We try not to be judged as siding with the Islamic Republic. But there are articles and comments sent by the readers that seem to violate the boundaries of impartiality. We respect opinions but not necessarily approve them. The following text sent by a visitor is an example.

Following Maryam Rajavi’s call boycotting Iran’s upcoming two elections, Assembly of Experts and Municipal Councils, Jaberzadeh, a MKO’s member, made a direct correlation between the elections and the Islamic Republic collapse. In fact, he was expounding on her reasoning that because of Iran’s encountering internal and international standstills, the elections backfire and steer Iran onto the sloping path of downfall. Generally, the postponement of legal elections in a ruling system might signify a political cul-de-sac, but in Mojahedin’s political lexicon it is reasoned to be the outcome of two simultaneous elections.

For nearly two decades, Mojahedin have continued to predict the Islamic Republic’s collapse. In all these years, unpredicted and unapproachable regional, domestic and international crises were said to have weakened the pillars of the Islamic rule to bring about its collapse. They had the least attention to people’s role and social factors in all these years. In 1995 presidential election for example, Mojahedin were shocked to see that Khatami’s victory swept all other major rivals, but trumpeted that he was an internally elected alternative to abort the regime’s collapse. None of them ever touched upon people’s decisive role since it had damaged their previously made analyses. Rajavi was quoted to have said, in a private meeting after the election, that if he accepted and told his forces that 30 million Iranian had voted in presidential election, then, how he could have possibly asked them to pick up arms.

According to parameters of democracy, the presence of people determines a system’s legitimacy. It is even more valued and practiced in Western democracies which Mojahedin claim to approve above all. That is strange that while they try to be recognized as the alternative, nobody asks whom and where they are to get their legitimacy from? If people and domestic social conditions rather than external and international leverages institute the needed legitimacy for an alternative, then, Mojahedin are entangled in a chronic paradox.
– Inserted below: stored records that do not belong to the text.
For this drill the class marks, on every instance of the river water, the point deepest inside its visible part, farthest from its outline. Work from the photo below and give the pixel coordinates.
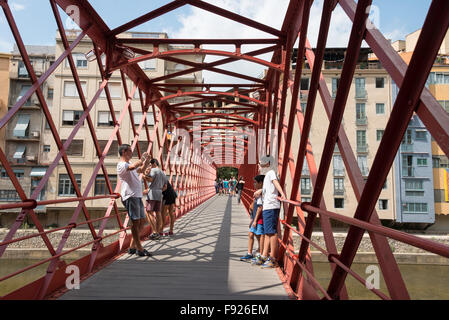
(423, 281)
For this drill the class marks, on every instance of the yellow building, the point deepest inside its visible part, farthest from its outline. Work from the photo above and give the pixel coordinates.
(4, 91)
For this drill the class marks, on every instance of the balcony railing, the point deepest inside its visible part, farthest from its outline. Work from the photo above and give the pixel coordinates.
(361, 94)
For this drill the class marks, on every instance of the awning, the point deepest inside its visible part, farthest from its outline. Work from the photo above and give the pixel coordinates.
(19, 151)
(22, 125)
(38, 172)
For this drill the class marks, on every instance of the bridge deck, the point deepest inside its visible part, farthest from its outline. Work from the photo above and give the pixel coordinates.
(200, 262)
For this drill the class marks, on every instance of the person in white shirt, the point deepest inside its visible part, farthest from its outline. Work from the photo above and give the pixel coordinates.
(271, 208)
(131, 194)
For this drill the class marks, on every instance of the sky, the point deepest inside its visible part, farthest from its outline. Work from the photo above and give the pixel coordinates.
(395, 19)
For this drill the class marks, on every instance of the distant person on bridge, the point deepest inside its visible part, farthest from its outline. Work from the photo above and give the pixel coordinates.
(158, 184)
(239, 188)
(131, 194)
(271, 208)
(169, 198)
(256, 224)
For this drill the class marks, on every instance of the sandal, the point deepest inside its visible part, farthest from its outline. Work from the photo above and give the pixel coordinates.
(144, 253)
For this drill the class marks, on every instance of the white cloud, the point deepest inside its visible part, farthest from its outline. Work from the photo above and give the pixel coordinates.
(198, 23)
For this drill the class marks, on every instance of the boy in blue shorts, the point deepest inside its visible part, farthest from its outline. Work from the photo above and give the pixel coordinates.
(256, 225)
Again, after two decades of advertising illegitimacy of the clerical regime in Iran because of its unpopularity, Mojahedin call people to boycott the elections. The demand in itself fully indicates the great distance between the stated claims and the existing reality. For Mojahedin beating the drum of the Islamic Republic instability, any election means a challenge because on time elections with the presence of people in their multitudes denote nothing less than stability. That is the time when Mojahedin remember their earlier analyses as well as short and long term planning to overthrow the Islamic regime. So, to escape further criticism and failing to give proper answers to many arisen questions, Mojahedin distort the truth to their own favor; the Islamic Republic is on the sloping edge of collapse and two simultaneous elections make a cover up for its instability and the domestic crisis.

Injudiciously made analysis results in impetuous actions, for Mojahedin skip over the fact that elections like Assembly of Experts and Municipal Councils are regular ones having nothing to do with the domestic crises and even if they do, they have to be postponed for certain causes, possibility of instability not excluded, as it might be the case in some countries. Commenting on Iran’s upcoming elections in “direct contact” TV program, Jaberzadeh referred to elections as playacting that tacitly approved internal instability:

By its making broad propaganda and maneuver, the regime intends to distort the truth of being entered the phase of dissolution after the stage of Yek-payegi* to pretend it has developed a much more stabilized state than before.

The paradox made by Jaberzadeh was in fact expounding on Maryam Rajavi’s analysis of the phase after Yek-payegi that she referred to in her message to boycott the elections:

After regime’s Yek-payegi, the system has entered its phase of dissolution.

She intends to say the regime adopted Yek-payegi to thwart its collapse but it has backfired. It is really a hard puzzle to solve! Can Mojahedin arrive at an ultimate reasoning whether the elections are a manifestation of the regime’s collapse or not?

 *. Yek-payegi is a term used by Mojahedin when they mean to say the regime is relying only on one of its strong pillars (sympathetic political factions and wings) out of many to survive.